Ansel Adams once said, “The negative is the equivalent of the composer's score, and the print the performance.” If he’s been photographing today he would have said ‘RAW file’ instead of ‘negative’.

So ... to continue with his analogy ... what do you want to do? Turn the musical score into a performance by twiddling the handle of a barrel organ? Or would you rather learn to play it on the piano?

The RAW Truth - Part 2

Interesting ...

I’ve just discovered a Flickr Group called “I Only Shoot In JPEG!!! 99% of the time Raw is Useless

They have this as their 'credo':

Raw is for amateurs! If you can't shoot the photo right the first time out of the camera, then your in the wrong game! ... AMEN!!! This group is for photographers that understand this. and only shoot In JPEG.” (sic)

Ah well ... each to their own I suppose. But would you buy a yacht and never raise the sails? Would you buy a sports car and never change into fifth gear? Would you buy a set of the finest sable paintbrushes for painting by numbers?

So why buy a camera that can shoot RAW images and not use the facility?

RAW files contain the data that has come straight from the sensor, without any processing at all – hence the name RAW. Something has to process, or 'develop' this RAW file into an image.

You can have your camera do this immediately. It will probably use the manufacturer's settings for things such as sharpening and noise reduction. These will have been incorporated into the camera software. Sometimes you can control them a bit, but not much. Then you will get a JPEG file. If you want to make any further changes back at home in front of your computer, such as exposure compensation, you'll have to do it to this already-altered file. A pretty destructive process.

Alternatively you can process the RAW file on your computer, using a conversion program. There you will have complete control over aspects such as sharpening, colour temperature, noise reduction, exposure compensation and so on. What's more, no matter what you do to the file - even if you save it in between - you can always go back to the original.

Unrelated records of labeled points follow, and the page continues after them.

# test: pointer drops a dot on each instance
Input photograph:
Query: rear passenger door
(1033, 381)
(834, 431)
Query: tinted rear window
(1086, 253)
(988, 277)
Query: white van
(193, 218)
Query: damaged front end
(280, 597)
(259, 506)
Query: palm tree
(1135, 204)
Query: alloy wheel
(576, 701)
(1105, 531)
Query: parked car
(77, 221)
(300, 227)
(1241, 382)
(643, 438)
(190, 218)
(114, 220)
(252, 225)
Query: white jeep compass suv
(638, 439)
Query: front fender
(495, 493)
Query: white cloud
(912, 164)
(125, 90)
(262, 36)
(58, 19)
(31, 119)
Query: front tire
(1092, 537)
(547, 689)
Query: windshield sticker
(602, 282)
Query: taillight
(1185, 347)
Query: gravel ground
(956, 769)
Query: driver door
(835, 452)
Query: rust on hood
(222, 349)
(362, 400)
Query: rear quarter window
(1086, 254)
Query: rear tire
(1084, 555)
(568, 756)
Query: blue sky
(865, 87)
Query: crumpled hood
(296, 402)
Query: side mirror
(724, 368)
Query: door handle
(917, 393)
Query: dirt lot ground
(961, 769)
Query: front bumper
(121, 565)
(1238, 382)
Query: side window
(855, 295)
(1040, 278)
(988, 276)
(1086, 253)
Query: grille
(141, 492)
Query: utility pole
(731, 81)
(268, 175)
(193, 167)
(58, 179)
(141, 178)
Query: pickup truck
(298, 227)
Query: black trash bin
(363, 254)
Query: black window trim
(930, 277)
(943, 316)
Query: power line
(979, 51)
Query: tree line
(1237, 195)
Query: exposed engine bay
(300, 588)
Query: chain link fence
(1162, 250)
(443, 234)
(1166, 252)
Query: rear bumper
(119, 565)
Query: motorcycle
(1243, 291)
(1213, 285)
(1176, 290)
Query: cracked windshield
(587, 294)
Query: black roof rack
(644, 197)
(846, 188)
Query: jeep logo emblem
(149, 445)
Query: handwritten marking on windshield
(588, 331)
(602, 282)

In the past the RAW-haters had a point. The files were not terribly user-friendly. For example, image viewing programs couldn’t handle them. As a result, most cameras had a setting so that a photo was saved as two different files, one RAW and the other JPEG. The JPEG files enabled you to sort and select the images with your image-viewing program, but the RAW file was the one you ‘developed’ to get the final image.

And ‘development’ is a good analogy. RAW files are digital ‘negatives’. You develop your final image from them ... but not in a darkroom. You do your development in front of a computer.

Back in the days of film I don’t recall anyone shouting, “Negatives are for amateurs! If you can't shoot the photo right the first time out of the camera, then you’re in the wrong game! This group is for photographers who understand this and only shoot Polaroids.”